AUSTIN, Texas (AP) — An appeals court is scheduled to consider a lawsuit Tuesday that challenges the use of race and ethnicity in undergraduate admissions policies at the University of Texas at Austin.
A three-judge panel of the New Orleans-based 5th U.S. Circuit Court of Appeals is set to take up the case filed in 2008 by two white students who were denied admission. The lawsuit claims that the policies violate the Constitution and federal law.
U.S. District Judge Sam Sparks of Austin dismissed the lawsuit last year, ruling that the university's use of race and ethnicity as factors in admissions is constitutionally acceptable. The students appealed.
Affirmative action policies were effectively banned in 1996 by the 5th Circuit ruling known as Hopwood. But in 2003, the U.S. Supreme Court upheld affirmative action at the University of Michigan's law school in a decision known as the Grutter opinion. UT resumed considering race starting with its 2005 entering class.
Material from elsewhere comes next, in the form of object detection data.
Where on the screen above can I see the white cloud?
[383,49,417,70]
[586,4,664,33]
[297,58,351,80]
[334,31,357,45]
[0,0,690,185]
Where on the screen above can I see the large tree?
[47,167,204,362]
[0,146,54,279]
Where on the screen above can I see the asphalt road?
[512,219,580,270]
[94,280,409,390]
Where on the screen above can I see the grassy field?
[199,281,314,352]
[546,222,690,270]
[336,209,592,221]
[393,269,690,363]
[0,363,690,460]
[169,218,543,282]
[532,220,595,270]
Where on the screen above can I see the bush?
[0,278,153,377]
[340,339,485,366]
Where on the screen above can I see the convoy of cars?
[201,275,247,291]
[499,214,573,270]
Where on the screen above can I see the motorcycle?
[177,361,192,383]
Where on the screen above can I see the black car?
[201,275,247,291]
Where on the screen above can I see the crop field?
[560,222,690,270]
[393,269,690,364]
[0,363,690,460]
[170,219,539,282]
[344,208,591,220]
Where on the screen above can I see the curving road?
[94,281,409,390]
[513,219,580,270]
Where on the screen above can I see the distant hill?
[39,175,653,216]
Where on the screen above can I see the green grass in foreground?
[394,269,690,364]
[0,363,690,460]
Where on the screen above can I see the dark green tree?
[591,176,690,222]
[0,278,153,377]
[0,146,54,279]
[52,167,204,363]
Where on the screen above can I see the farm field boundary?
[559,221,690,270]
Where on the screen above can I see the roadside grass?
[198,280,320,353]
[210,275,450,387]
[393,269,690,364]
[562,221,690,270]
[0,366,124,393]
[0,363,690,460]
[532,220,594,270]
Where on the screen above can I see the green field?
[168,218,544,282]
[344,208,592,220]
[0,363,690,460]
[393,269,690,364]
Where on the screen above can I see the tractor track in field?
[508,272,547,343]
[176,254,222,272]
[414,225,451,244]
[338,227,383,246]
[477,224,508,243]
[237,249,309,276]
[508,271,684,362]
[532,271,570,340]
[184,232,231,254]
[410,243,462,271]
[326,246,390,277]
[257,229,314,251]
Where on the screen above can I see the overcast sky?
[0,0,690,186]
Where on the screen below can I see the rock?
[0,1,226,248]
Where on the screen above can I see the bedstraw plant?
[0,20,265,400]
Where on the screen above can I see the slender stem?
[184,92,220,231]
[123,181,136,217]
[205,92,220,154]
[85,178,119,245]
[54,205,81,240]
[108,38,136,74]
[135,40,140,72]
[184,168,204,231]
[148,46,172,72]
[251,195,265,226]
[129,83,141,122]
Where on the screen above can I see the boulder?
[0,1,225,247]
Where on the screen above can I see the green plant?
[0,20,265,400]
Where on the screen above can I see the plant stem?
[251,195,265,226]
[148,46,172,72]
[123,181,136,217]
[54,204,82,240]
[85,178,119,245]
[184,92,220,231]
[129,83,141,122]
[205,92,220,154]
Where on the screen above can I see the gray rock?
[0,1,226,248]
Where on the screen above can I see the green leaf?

The case now being appealed represents the first challenge of a university's affirmative action policies since the Grutter opinion, according to a report in Tuesday's Austin American-Statesman.
"Our argument is relatively simple," said Edward Blum , director of the Washington-based Project on Fair Representation, which opposes the use of race in public policy and which is helping to pay the plaintiffs' legal bills.
"We believe that the reintroduction of race and ethnicity in the admissions process by the University of Texas is unconstitutional and falls outside of the parameters where race is allowed to be used."
UT and the Texas attorney general's office, which is defending the university's policy, argue that it does not breach the guidelines.
"The university believes that its admission system is well within the guidance the Supreme Court has given us in the Grutter case," said Patti Ohlendorf , UT's vice president for legal affairs.
In dismissing the case last year, Sparks said UT's admission system includes some race-neutral policies, such as a state law guaranteeing admission to students who rank in the top 10 percent of their high school graduating class and scholarships aimed at underrepresented parts of the state.
"But, despite those efforts, UT still found diversity lacking in its student body and thus decided to consider race as part of its admissions process," the judge wrote.
Abigail Fisher and Rachel Michalewicz filed the lawsuit, claiming that UT's race-conscious policy violated their civil and constitutional rights. By then, the two had enrolled elsewhere.
Most entering freshman at UT are admitted because they are among the top 10 percent in their high school class. The remaining openings are filled by consideration of each applicant's "personal achievement index" — where race is a "special circumstance" — and academic index.